Review of Tag Points for Each Stage
Touch hand (held in different positions)
Touch biscuit (cookie)
Hold biscuit (cookie)
Eat biscuit/food from plate
Helps herself to food from her parents’ plates
Brilliant Example of Shaping A Behavior
This TAGteach tale is a textbook example of brilliant behavior shaping. Tink’s dad started at the “point of success,” i.e., a behavior that she was already doing. He looked at an action that might not seem very productive (Tink’s touching eyebrows) and reinforced it. Then he gently reinforced similar touching behaviors, expanded the range of those behaviors (from face to hand to toys to food) and reached his goal of Tink feeding herself. Tink experienced success and reinforcement at every step, and experienced no coercion.
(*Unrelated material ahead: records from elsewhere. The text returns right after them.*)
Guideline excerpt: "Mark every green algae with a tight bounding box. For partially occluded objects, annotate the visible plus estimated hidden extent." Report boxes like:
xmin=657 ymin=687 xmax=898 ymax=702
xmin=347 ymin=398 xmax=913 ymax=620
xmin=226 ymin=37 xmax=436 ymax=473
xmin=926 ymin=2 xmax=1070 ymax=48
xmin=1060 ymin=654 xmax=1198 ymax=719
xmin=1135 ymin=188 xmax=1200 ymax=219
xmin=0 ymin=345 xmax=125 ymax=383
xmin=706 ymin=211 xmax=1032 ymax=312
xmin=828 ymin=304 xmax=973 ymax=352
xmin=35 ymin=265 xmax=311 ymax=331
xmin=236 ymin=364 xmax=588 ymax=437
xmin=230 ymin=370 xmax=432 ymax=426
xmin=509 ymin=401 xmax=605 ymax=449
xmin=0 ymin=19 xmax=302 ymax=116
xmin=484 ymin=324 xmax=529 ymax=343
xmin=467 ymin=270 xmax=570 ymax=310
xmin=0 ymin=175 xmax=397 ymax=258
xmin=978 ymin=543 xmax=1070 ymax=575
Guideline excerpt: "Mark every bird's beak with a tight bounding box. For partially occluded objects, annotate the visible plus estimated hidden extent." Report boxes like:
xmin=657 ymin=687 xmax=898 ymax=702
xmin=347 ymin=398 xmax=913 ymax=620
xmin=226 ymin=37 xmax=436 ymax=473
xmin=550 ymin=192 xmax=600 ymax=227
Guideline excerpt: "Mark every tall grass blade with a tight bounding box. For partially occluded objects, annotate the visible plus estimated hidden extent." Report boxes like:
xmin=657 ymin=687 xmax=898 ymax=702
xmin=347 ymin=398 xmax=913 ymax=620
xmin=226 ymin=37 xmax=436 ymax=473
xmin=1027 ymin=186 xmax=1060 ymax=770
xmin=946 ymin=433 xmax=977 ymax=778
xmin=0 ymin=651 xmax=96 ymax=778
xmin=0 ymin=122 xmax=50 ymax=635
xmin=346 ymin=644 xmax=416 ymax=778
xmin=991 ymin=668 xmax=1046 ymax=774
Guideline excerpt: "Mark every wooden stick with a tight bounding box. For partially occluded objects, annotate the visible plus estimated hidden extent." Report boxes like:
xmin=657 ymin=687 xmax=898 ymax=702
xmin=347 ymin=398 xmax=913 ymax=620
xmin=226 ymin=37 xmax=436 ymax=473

This shaping process gave her the choice of what, when and how long to touch different items. Also, I was interested to see that the early stages took some time, but by respecting Tink’s progress, the last part of the procedure went very quickly! Tink surprised her dad by grabbing the biscuit and feeding herself. Outstanding work by Tink’s dad, and a great step forward for Tink! Thank you for sharing.
What is TAGteach
TAGteach stands for Teaching with Acoustical Guidance. TAGteach is a teaching and communication method based on the scientific principles of Applied Behavior Analysis (ABA).
TAGteach enables extremely precise positive reinforcement of behavior by using an acoustical signal to “mark” the behavior – at the precise moment the child performs the behavior! The acoustical signal is a short, sharp sound made by a handheld device (the “tagger”). When the child performs the correct action, the parent/instructor immediately presses the button on the tagger and hands over a treat (candy, treat, token, praise, social recognition, or money) as a reinforcer.
With TAGteach, it is easy to reinforce behaviors precisely and quickly. The immediate, accurate feedback and positive reinforcement result in the child performing the correct action more often, and for longer periods of time. With immediate feedback and learning tasks broken down into small steps, children can learn many new skills with TAGteach — at their own pace.